You can rename or move your shared folders just like you would any other folder on your hard drive or via the website. Even if you rename it, the folder will still remain shared. However, changing the name of the shared folder or its location will not change its name or location in the Dropbox of other members.


I moved some folder. Control x control v. And the folder is no longer shared.

2 Answers 2


The method you use to move the folder is what likely broke the "share". If you drag a folder using Windows Explorer or Finder, Dropbox sees that as a single operation — a simple "change the location of this folder" request — and will maintain the shared status and share link. The folder's location is moved.
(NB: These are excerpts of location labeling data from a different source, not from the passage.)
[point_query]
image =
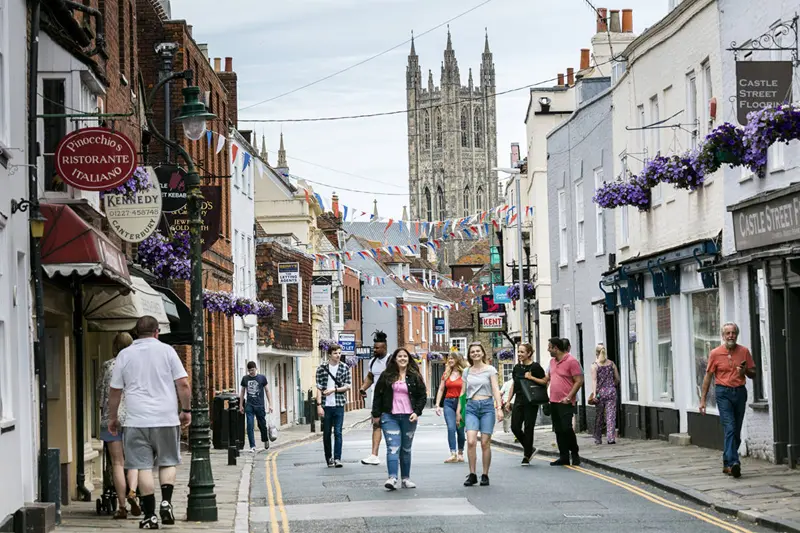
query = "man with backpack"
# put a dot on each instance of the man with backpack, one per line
(333, 382)
(376, 367)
If you cut and paste the folder, Dropbox sees it as two unrelated things: first the folder is deleted (even if your computer has actually made a copy on its clipboard — but Dropbox doesn't necessarily know that) and then some time later when you hit "paste", whether moments or hours later, a folder is being created with a bunch of content in it (which your computer dumps in from its clipboard). But it's a new folder, a new copy.

The difference between cut/paste versus dragging to move folders doesn't make a lot of difference to us: different means to the same end — but it's very different from a file system's point of view.
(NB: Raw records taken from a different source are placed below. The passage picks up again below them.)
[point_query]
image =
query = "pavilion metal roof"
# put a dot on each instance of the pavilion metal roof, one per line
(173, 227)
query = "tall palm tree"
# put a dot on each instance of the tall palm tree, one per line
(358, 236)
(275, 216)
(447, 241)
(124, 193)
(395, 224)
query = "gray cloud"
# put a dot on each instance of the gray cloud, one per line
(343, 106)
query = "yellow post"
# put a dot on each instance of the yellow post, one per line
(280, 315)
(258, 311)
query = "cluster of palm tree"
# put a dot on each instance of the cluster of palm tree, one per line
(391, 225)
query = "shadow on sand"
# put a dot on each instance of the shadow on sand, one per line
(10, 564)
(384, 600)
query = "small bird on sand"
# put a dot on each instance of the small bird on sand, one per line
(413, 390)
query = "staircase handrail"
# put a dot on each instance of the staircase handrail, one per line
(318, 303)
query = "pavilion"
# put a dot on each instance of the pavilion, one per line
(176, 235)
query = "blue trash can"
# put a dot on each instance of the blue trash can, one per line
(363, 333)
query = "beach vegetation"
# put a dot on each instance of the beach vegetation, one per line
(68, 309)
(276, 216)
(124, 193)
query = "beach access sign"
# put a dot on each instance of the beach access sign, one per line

To keep shares and links alive, either stick to dragging folders (you can open multiple Explorer/Finder windows if it helps), or use the Dropbox web interface - right-click a folder and choose "Move..." on the pop up menu.


If you move a shared folder inside of another shared folder—perhaps while organizing your Dropbox—the folder will change locations and break any shared links. Shared folders cannot be "nested" within another folder, and this action will register that you have opted to leave the shared folder. Moving a shared folder into another folder means you will no longer see changes collaborators make to files within that folder. However, this nesting does not affect other users.